Eleven per cent of the country's population suffers from mental disorders, with over 19 million of the people of age 15 or older. The neuropsychiatric disorders in Indonesia are estimated to contribute to 10.7% of the burden disease. There are definitely gaps in the mental health department that cannot be overlooked, with many of them are representative of the mental health gaps in Southeast Asia as a whole. The mental health policy in Indonesia was most recently revised in 2001. Since then, the nation has gone through enormous changes in all aspects as a country. Indonesia's economy has been steadily growing in the past decade. Health wise, Indonesia has suffered numerous H5N1 outbreaks, with the highest number of recorded human cases of this virus in the world. The nation was severely affected by the tsunami tragedy in 2004. There are still many factors that have altered Indonesians' lives, ultimately affecting the mental health status of the people significantly since 2001, calling for a more updated mental health policy.

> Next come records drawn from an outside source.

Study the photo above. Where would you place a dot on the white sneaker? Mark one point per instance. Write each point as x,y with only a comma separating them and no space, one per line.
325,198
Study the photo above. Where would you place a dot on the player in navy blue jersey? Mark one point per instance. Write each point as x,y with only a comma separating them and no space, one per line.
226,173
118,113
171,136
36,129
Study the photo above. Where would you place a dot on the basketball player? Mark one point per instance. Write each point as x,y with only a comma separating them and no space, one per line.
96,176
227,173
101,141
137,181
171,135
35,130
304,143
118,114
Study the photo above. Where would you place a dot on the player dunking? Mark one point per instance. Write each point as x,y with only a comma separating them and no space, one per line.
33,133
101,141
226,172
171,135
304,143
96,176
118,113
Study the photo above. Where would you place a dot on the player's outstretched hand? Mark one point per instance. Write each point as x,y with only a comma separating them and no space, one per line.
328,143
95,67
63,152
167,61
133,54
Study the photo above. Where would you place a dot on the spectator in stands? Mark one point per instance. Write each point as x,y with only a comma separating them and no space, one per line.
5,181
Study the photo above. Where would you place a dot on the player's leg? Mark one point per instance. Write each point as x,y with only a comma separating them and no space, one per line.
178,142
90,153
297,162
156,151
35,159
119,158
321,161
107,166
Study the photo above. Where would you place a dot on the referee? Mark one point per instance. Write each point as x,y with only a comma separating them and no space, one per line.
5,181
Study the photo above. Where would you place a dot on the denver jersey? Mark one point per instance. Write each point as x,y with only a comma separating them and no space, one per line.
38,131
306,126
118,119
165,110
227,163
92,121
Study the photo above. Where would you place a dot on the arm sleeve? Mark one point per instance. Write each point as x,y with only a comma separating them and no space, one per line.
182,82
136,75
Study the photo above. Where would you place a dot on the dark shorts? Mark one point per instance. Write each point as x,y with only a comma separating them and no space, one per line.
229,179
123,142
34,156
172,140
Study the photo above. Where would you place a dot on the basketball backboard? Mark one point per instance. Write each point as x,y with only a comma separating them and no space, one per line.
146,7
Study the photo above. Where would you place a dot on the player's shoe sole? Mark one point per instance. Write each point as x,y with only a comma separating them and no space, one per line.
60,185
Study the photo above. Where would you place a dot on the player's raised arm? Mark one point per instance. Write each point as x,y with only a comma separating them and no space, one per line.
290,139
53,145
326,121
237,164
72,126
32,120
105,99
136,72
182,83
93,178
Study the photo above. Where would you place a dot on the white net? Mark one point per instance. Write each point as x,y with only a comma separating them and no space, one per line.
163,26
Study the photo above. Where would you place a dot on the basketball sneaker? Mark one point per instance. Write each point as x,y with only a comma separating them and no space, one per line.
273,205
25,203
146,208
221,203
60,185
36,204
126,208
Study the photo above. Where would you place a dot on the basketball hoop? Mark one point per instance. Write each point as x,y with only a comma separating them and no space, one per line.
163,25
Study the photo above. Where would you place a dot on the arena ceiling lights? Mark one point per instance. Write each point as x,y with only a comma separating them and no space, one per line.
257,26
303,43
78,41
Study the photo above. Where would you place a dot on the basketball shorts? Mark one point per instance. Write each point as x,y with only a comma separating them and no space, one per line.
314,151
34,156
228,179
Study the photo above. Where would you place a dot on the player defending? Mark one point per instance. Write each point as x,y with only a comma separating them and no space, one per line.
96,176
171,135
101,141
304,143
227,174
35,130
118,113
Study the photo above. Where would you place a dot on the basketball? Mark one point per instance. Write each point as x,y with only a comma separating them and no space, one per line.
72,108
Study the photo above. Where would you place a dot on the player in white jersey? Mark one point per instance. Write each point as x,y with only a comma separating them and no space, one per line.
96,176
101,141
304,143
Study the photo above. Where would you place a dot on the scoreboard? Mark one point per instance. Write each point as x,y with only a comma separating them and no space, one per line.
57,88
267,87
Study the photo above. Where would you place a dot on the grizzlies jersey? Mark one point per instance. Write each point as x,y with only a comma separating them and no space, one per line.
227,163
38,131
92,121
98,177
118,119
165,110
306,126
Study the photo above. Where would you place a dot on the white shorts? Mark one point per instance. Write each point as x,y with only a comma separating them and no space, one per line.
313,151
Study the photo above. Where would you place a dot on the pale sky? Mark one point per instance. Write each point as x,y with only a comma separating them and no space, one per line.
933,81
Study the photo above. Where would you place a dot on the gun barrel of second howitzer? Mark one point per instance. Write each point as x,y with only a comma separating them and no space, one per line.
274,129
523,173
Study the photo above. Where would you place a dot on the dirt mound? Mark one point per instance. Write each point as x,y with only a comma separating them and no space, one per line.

There is a tiny amount of funding dedicated to mental health. The total health expenditure is 2.36%, and less than 1% of that goes towards mental health. Indonesia's mental health legislation has the same issues mentioned above that Southeast Asia faces as a region. The law is far from what can be considered complete and fair, and the articles included are not well practised and reinforced. In 1966, Indonesia was well ahead of other countries in the region by having a mental health law separated from general health laws, providing potentials for expansion of the mental health system. However, the law was repealed in 1993 and integrated into general health laws. Mental health now only occupies four articles in the current health law. The articles are too broad, causing difficulties of application and implementation. Article 26 states that almost anybody can request treatment and hospitalisation for persons with a mental disorder, yet has no mention of the person's consent. By doing so, Article 26 creates an impression that mentally ill individuals are generally considered dangerous to the community because they need to be forced into treatment. This situation goes along with the negative stigmas associated with mental disorders. Also, Article 27 states that the government would provide a presidential decree for regulations and management of mental health, yet nothing has been done.

There are also issues with accessibility and quality of mental health care. Official in-service training is not widely provided to primary care professionals. WHO reports in 2011 that between 2006 and 2011, the majority of primary care doctors and nurses have not received such training. There is also only one mental health hospital per five million people and one psychiatrist working in the mental health sector in ten million people. In addition to the unbalanced number of psychiatrists among the population, the psychiatrists are also not well distributed in the country. Up until 2011, there were no psychiatrists in rural areas, while half of them are concentrated in the capital city of Jakarta, and the rest in Yogyakarta, and the second-largest city, Surabaya. This situation creates a barrier for mental health patients seeking official help.